Saudi Arabia and Iran Grow Heated as U.S. Steps Back
Middle Eastern countries take matters into their own hands.
The Middle East is splitting (again) along sectarian lines. Saudi Arabia and its allies United Arab Emirates and Bahrain severed diplomatic ties with Iran over the weekend. It’s part of a trend where Middle Eastern countries can no longer trust the United States to provide the stability it has provided in decades past. On Saturday, Saudi Arabia, a predominantly Sunni country, executed a Shia Sheikh, Nimr Baqr al-Nimr. The predominantly Shia Iran reacted violently, as a mob ransacked and set fire to the Saudi Embassy in Tehran. In the midst of this, the Obama administration, fresh off “ensuring peace” in the region through the Iran nuke deal, backed away from this squabble. “I guess the point is there’s plenty of blame to go around,” Barack Obama’s spokesman Josh Earnest said, “and what we would like to see is all sides begin to take the kinds of steps that will deescalate and not inflame the tensions that are obviously pretty raw right now.”

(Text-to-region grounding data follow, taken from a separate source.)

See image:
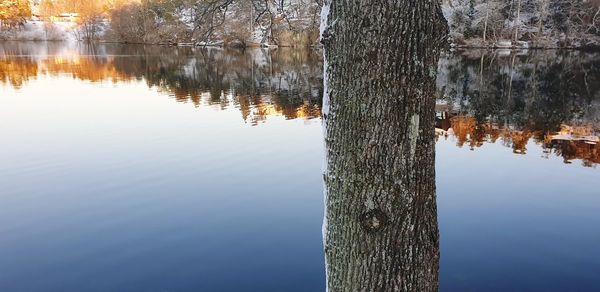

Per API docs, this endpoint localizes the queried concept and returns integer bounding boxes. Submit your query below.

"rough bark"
[320,1,447,291]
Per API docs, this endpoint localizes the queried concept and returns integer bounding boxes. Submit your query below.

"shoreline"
[2,38,600,52]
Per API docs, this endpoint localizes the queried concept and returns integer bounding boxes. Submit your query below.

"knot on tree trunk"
[359,208,388,232]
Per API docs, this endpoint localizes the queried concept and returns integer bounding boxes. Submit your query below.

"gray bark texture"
[320,1,448,291]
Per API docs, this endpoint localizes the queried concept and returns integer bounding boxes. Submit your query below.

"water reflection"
[436,113,600,166]
[2,42,600,291]
[1,43,599,165]
[437,49,600,167]
[0,42,323,125]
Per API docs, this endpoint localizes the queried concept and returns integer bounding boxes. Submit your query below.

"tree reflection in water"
[0,42,323,125]
[1,43,598,165]
[436,49,600,167]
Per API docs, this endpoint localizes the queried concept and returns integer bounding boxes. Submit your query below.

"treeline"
[2,0,600,47]
[107,0,321,47]
[443,0,600,48]
[31,0,321,46]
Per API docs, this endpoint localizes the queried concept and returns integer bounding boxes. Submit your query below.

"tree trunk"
[483,5,490,43]
[320,1,447,291]
[537,0,547,41]
[514,0,522,42]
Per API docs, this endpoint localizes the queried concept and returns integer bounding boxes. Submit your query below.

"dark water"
[1,42,599,291]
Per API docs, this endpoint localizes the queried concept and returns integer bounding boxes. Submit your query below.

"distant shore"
[2,23,599,51]
[2,39,599,52]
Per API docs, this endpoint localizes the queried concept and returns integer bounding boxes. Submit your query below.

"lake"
[1,42,599,291]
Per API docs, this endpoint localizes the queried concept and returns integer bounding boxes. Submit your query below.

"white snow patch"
[319,1,332,290]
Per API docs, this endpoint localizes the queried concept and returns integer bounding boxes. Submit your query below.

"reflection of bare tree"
[107,45,324,123]
[544,125,600,166]
[437,49,600,166]
[0,56,38,89]
[2,42,599,165]
[436,113,600,166]
[0,42,323,124]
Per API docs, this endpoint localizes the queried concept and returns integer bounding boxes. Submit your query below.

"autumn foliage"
[0,0,32,28]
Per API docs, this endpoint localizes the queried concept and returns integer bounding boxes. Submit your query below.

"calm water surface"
[1,42,599,291]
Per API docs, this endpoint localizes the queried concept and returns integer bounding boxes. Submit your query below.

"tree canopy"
[0,0,32,28]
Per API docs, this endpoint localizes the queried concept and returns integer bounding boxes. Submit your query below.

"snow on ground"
[1,21,77,42]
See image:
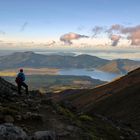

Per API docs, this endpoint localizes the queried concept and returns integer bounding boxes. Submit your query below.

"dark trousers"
[18,82,28,95]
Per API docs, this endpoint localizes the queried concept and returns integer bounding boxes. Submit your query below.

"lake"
[59,68,122,82]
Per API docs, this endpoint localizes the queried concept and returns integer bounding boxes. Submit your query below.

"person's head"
[20,69,23,72]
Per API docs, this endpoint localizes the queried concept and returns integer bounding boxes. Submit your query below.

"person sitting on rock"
[15,69,28,95]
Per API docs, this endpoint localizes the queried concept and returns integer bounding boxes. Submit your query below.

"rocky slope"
[0,77,17,98]
[0,76,139,139]
[0,78,83,139]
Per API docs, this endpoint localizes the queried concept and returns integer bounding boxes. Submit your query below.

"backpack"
[15,77,21,84]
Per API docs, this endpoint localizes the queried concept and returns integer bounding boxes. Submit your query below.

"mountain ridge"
[98,59,140,74]
[0,51,140,74]
[0,51,109,69]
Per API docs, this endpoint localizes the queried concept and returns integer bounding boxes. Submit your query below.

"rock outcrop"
[0,123,27,140]
[0,77,17,97]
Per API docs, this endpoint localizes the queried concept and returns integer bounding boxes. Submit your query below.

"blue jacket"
[17,72,25,82]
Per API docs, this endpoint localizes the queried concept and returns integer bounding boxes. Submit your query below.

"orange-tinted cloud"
[110,34,121,46]
[102,24,140,46]
[121,25,140,45]
[60,32,89,44]
[130,29,140,45]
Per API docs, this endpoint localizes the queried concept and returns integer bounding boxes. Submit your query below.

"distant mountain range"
[0,51,139,74]
[0,51,108,69]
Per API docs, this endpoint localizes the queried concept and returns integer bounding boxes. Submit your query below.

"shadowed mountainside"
[57,68,140,134]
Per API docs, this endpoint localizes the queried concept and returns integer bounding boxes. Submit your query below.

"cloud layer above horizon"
[58,24,140,47]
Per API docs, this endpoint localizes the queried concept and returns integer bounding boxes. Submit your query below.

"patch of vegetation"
[79,114,93,122]
[57,106,75,119]
[53,102,121,140]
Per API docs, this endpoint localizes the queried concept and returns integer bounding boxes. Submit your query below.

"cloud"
[107,24,140,46]
[107,24,123,34]
[110,34,121,46]
[92,24,140,46]
[45,40,56,46]
[121,25,140,34]
[110,25,140,46]
[59,25,140,47]
[60,32,89,45]
[92,26,104,37]
[20,22,28,32]
[129,29,140,45]
[91,25,122,46]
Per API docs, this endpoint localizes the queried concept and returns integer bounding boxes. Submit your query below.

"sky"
[0,0,140,41]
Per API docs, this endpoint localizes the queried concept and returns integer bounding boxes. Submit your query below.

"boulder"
[32,131,57,140]
[0,123,27,140]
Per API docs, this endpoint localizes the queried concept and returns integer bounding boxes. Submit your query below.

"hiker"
[15,69,28,95]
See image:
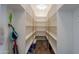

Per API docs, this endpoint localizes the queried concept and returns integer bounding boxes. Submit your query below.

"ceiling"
[7,4,25,12]
[31,4,52,17]
[31,4,52,22]
[21,4,63,22]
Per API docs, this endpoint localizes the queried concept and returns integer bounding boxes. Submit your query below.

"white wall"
[0,5,8,53]
[73,7,79,54]
[21,4,34,18]
[25,12,33,36]
[48,14,57,37]
[57,4,79,54]
[48,14,57,26]
[48,4,63,18]
[57,7,73,54]
[13,11,26,54]
[35,22,47,32]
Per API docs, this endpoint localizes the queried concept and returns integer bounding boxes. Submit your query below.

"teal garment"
[9,32,14,41]
[9,24,18,41]
[9,30,18,41]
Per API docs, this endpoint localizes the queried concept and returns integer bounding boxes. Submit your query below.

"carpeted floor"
[34,40,51,54]
[27,36,55,54]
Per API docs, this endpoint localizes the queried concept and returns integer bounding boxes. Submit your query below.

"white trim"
[47,37,57,53]
[46,31,57,53]
[25,32,35,53]
[25,37,35,53]
[25,31,35,41]
[46,31,57,40]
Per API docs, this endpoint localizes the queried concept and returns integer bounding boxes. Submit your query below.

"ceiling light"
[36,4,48,10]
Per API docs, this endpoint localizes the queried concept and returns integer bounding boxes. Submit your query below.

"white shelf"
[46,31,57,40]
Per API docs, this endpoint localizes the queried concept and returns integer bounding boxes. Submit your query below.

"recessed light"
[36,4,48,10]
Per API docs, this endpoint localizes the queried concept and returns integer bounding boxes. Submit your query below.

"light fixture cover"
[36,4,48,10]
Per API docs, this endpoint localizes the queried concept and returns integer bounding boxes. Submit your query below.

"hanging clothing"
[8,24,19,54]
[13,40,19,54]
[9,24,18,41]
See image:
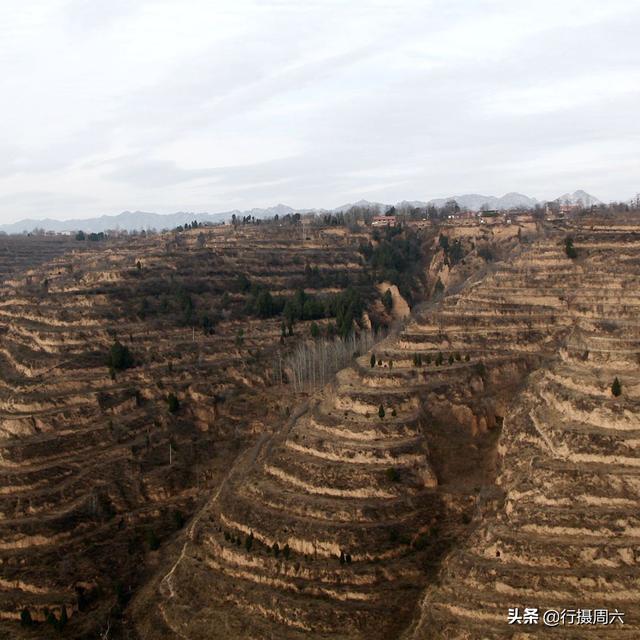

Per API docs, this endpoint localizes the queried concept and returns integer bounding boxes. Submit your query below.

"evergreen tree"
[612,377,622,397]
[370,353,376,368]
[382,289,393,311]
[310,322,320,338]
[167,393,180,413]
[564,236,578,259]
[386,467,400,482]
[146,528,160,550]
[59,606,68,629]
[108,340,133,371]
[378,404,385,419]
[20,608,33,627]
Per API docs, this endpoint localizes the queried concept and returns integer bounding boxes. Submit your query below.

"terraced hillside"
[137,219,640,639]
[0,234,85,285]
[411,223,640,638]
[0,221,415,637]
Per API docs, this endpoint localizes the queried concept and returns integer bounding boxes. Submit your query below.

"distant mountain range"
[0,190,602,234]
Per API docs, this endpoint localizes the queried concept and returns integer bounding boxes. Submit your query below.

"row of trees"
[278,330,380,392]
[245,286,366,338]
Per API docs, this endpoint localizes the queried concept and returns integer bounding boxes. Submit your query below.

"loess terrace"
[2,216,639,640]
[133,218,640,640]
[0,221,416,638]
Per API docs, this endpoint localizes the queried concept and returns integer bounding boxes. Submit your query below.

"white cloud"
[0,0,638,221]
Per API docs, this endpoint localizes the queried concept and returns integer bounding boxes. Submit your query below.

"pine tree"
[612,377,622,397]
[59,606,68,629]
[167,393,180,413]
[378,404,385,419]
[370,353,376,368]
[564,236,578,259]
[20,608,33,627]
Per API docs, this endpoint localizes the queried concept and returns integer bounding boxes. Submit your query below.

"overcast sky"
[0,0,638,222]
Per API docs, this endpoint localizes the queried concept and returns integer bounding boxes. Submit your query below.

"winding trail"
[155,399,309,638]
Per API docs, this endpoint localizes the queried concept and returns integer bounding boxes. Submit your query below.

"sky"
[0,0,639,222]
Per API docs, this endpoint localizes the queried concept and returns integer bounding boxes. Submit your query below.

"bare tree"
[282,330,384,393]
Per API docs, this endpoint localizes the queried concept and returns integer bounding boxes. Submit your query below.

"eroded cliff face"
[136,219,640,640]
[410,223,640,639]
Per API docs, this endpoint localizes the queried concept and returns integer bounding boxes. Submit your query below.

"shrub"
[378,405,385,419]
[448,354,454,365]
[283,543,290,559]
[382,289,393,311]
[20,608,33,627]
[386,467,400,482]
[146,529,160,551]
[245,532,254,552]
[435,352,443,366]
[564,236,577,259]
[173,510,185,529]
[108,340,133,371]
[272,542,280,557]
[412,533,430,551]
[167,393,180,413]
[612,377,622,397]
[310,322,320,338]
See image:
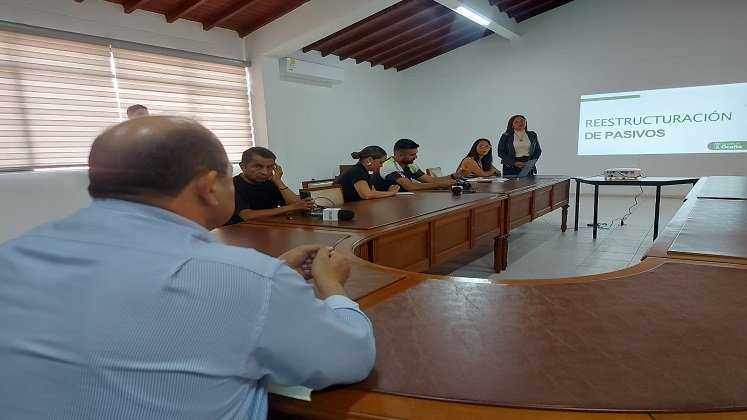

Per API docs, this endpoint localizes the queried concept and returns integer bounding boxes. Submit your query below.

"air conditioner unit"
[279,57,344,87]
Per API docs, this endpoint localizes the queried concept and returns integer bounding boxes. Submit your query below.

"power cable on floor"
[586,186,646,229]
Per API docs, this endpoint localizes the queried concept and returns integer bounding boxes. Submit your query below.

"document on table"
[467,177,505,183]
[266,380,313,401]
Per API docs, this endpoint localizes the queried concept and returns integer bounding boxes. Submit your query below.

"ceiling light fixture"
[455,5,490,27]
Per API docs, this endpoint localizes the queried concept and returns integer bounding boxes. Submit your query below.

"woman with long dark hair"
[496,115,542,176]
[457,138,500,177]
[335,145,400,202]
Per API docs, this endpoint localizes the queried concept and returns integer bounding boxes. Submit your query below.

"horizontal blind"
[0,30,119,170]
[114,48,253,163]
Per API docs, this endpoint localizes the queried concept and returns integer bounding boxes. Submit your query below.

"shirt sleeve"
[350,167,369,185]
[245,264,376,389]
[408,163,425,179]
[379,160,402,183]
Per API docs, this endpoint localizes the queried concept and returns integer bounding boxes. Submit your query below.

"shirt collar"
[91,198,218,243]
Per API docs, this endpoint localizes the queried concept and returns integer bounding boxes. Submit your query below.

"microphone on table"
[310,208,355,221]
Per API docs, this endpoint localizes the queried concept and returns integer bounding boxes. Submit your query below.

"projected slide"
[578,82,747,155]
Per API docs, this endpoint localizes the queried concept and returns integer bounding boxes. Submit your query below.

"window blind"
[0,30,118,170]
[0,28,253,171]
[113,48,253,163]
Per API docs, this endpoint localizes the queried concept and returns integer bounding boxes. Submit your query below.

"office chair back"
[426,167,443,178]
[300,184,344,207]
[301,178,336,189]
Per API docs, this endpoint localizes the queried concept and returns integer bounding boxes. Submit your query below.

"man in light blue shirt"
[0,116,376,419]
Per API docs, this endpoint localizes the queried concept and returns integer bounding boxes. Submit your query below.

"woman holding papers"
[497,115,542,176]
[457,138,501,177]
[335,145,400,202]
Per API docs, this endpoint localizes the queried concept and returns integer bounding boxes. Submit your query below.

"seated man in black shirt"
[226,147,314,224]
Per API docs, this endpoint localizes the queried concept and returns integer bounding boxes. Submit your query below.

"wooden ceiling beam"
[165,0,210,23]
[203,0,259,31]
[354,14,454,63]
[513,0,572,22]
[122,0,151,14]
[303,0,432,54]
[383,23,482,68]
[334,4,448,61]
[393,29,490,71]
[495,0,526,11]
[500,0,554,15]
[351,13,454,63]
[370,18,472,67]
[237,0,310,38]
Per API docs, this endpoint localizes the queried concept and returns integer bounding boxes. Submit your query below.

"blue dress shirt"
[0,199,375,419]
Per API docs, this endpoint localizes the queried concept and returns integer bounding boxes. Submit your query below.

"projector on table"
[604,168,642,180]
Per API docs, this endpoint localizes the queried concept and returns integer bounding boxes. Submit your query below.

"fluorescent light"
[455,6,490,27]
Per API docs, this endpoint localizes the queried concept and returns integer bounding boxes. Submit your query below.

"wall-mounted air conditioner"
[279,57,344,87]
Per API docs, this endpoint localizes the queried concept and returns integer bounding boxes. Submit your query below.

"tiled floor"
[440,193,685,280]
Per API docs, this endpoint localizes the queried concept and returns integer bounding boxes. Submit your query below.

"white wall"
[243,0,403,189]
[0,170,91,241]
[397,0,747,193]
[258,51,405,190]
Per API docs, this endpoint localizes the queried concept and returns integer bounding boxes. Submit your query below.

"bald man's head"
[88,116,230,200]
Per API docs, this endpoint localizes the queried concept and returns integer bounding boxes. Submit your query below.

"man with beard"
[373,138,465,192]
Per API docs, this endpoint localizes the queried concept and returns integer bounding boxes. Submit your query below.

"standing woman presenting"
[496,115,542,176]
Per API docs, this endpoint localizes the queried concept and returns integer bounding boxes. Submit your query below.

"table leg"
[561,204,568,232]
[493,236,502,273]
[500,233,509,270]
[593,185,599,239]
[653,185,662,240]
[574,179,580,231]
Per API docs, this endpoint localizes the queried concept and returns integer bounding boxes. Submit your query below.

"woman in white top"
[457,138,500,177]
[496,115,542,176]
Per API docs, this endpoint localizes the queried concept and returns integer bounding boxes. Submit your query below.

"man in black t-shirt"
[225,147,314,224]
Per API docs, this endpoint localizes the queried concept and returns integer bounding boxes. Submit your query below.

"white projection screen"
[578,82,747,156]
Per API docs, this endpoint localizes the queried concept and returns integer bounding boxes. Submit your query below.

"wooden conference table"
[646,176,747,265]
[211,176,747,419]
[246,176,570,273]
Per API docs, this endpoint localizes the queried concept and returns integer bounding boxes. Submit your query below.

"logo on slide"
[707,141,746,151]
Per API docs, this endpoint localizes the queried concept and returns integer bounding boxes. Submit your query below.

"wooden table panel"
[472,201,503,245]
[532,185,553,218]
[372,224,430,271]
[552,178,571,209]
[508,191,532,229]
[254,193,496,231]
[430,210,471,265]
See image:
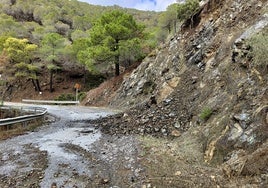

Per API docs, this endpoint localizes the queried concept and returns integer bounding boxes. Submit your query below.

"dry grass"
[138,127,226,187]
[0,118,43,140]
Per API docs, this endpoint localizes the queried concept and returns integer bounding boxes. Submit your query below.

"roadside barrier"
[0,106,47,126]
[22,99,79,105]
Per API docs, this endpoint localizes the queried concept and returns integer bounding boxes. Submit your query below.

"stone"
[167,77,181,88]
[157,83,174,103]
[51,182,57,188]
[233,113,251,129]
[228,123,243,141]
[234,113,251,122]
[169,112,176,118]
[174,171,182,176]
[161,128,167,134]
[101,178,109,184]
[174,122,181,129]
[171,130,181,137]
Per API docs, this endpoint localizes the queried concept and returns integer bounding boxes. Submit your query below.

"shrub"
[55,93,75,101]
[78,92,87,101]
[199,107,213,121]
[177,0,200,22]
[247,29,268,72]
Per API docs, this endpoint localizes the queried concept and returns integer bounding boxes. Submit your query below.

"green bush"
[199,107,213,121]
[247,29,268,72]
[55,93,75,101]
[177,0,200,22]
[78,92,87,101]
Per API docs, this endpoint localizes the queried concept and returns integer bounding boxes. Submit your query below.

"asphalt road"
[0,103,142,187]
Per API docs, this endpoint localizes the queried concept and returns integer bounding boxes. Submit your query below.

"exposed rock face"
[94,0,268,183]
[109,35,185,107]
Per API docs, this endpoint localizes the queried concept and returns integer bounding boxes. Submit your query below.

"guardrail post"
[22,121,27,128]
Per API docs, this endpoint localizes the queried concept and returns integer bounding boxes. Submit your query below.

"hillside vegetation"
[0,0,159,101]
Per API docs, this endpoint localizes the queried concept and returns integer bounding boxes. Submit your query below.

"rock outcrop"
[90,0,268,186]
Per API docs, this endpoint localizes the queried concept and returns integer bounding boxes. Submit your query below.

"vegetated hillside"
[87,0,268,187]
[0,0,159,101]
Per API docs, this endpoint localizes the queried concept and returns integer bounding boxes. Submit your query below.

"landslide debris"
[88,0,268,187]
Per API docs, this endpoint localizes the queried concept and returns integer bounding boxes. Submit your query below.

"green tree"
[177,0,200,27]
[158,4,178,34]
[0,14,23,37]
[39,33,66,92]
[3,37,41,91]
[119,38,144,68]
[88,10,145,76]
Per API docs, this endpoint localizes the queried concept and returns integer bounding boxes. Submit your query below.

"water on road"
[0,104,142,187]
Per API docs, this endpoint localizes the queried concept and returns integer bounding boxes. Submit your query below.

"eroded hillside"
[87,0,268,187]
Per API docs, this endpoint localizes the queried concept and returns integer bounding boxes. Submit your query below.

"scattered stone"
[174,171,182,176]
[171,130,181,137]
[101,178,109,184]
[174,122,181,129]
[51,182,57,188]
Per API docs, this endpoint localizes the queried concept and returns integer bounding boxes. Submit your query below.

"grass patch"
[55,93,76,101]
[199,107,213,121]
[247,27,268,73]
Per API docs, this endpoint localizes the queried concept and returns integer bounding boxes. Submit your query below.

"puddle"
[38,125,102,187]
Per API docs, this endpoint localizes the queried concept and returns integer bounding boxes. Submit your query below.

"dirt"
[0,104,145,188]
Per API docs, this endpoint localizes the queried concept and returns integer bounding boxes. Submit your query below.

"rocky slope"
[88,0,268,186]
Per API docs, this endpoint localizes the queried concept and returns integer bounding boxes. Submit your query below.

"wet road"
[0,103,137,187]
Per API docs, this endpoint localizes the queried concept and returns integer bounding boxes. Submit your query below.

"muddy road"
[0,104,144,188]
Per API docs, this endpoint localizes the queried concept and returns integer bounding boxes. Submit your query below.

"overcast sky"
[78,0,177,11]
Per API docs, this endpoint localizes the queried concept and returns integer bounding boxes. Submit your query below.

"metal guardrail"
[0,106,47,126]
[22,99,79,105]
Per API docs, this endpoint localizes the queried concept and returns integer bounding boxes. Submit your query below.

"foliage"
[0,0,159,82]
[199,107,213,121]
[47,63,61,72]
[177,0,200,22]
[156,0,200,42]
[158,4,178,34]
[39,33,67,62]
[55,92,86,102]
[0,14,24,37]
[3,37,37,64]
[39,33,67,92]
[247,29,268,73]
[119,38,145,67]
[78,92,87,101]
[2,37,39,81]
[88,10,145,76]
[55,93,75,101]
[0,0,159,91]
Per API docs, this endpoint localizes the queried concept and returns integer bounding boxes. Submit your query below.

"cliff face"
[110,0,267,108]
[92,0,268,185]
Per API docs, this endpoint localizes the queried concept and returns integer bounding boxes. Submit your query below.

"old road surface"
[0,103,143,188]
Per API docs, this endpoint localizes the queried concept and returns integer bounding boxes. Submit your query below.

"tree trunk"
[115,62,120,76]
[114,39,120,76]
[174,20,177,33]
[31,79,38,91]
[36,79,42,92]
[49,71,53,92]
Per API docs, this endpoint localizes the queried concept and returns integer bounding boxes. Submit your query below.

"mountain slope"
[0,0,159,101]
[87,0,268,186]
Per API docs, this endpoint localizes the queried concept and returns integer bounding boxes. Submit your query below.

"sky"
[78,0,178,11]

But this kind of hands-off approach is exactly what got the region to this point in the first place. Commentator Charles Krauthammer noted that America’s modern relationship with the Saudis dates back to the 1930s, when the two countries agreed to trade oil for security. Now that Obama has emboldened Iran by giving it billions of dollars and dropping sanctions, Saudi Arabia must ensure its own peace. “I think they are acting fairly desperately,” Krauthammer said.
The net effect will be greater insecurity for the West. While Middle Eastern counties focus on each other, the terrorism cells in the region can operate with greater freedom to carry out their aspirations. As Mark Alexander said in his essay on the Iran nuke deal, “Terror does not tolerate a power vacuum.”